Maybe he’s got an ATV he’s been itching to use.

He gets campaign contributions from the people planning on buying the mining rights.

And votes from Utahn’s that wish to see their natural areas that are attracting tourism dollars to the state and communities be turned into barren wasteland for the profit of some out of state company.

TBF, to the naïve eye, many of Utah’s parks and monuments already look like barren wastelands. In which, to me, lies their appeal. There is much life going on in those rocks, spires, blobs and deserts – you just have to know how to look for it.

Look fast!

Fair enough, I suppose I picked my adjectives poorly. Point is, it is currently in a largely unspoiled state, and I don’t see mining operations and other forms of resource exploitation improving upon it.

After a few out of state mining companies make some money off the land, it’ll no longer be as attractive to tourism. I see this as a loss for Utah in particular, and the US as a whole.

Well, you are not adding in all the new ATV trails that can now be used!

I always enjoy when CEOs, all high and mighty and full of themselves, decide that spouting off their ideology is a GREAT way to get their names in the paper, raise their public profile, stroke their ego to climax; and will in no way impact their business.

Doesn’t matter what side of the political fence you’re on, you’re a CEO, not a politician. You represent a company that needs all of it’s customers, not just your little slice of Americana. STFU, no one cares what you think about anything but your product.

How is this any different from what “Papa John” was saying about the players?

mc

Chimera isn’t a CEO of a company that relies on the goodwill of the people his public opinion would piss off.

IIRC Chimera does support the NFL players potentially pissing on the goodwill their customers, tho.
So why is what’s good for the goose not good for the gander?

mc

Players are the CEO’s of the NFL?

If the Papa John’s pizza delivery guy has a confederate/gay pride flag on his car, are you going to hold that against Papa John’s in general?

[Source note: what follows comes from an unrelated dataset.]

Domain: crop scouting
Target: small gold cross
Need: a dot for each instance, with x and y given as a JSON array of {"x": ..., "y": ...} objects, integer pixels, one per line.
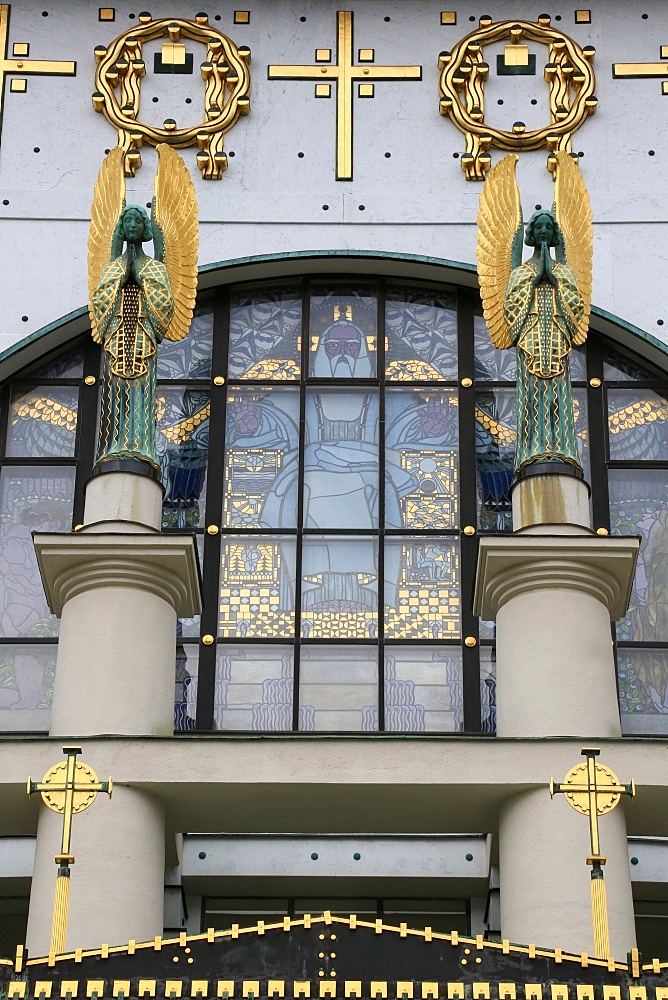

Paul Nehlen, the opponent of Paul Ryan’s re-election from the far right, is so far out there, he’s even too extreme for Breitbart.

(sigh)
so when an employee exercises their freedom of expression in a way that potentially angers the company’s customers and possibly affects the bottom line - that’s good.
but, when a CEO exercises his freedom of expression in a way that potentially angers his customers and possibly affects the bottom line - he should just shut the fuck up?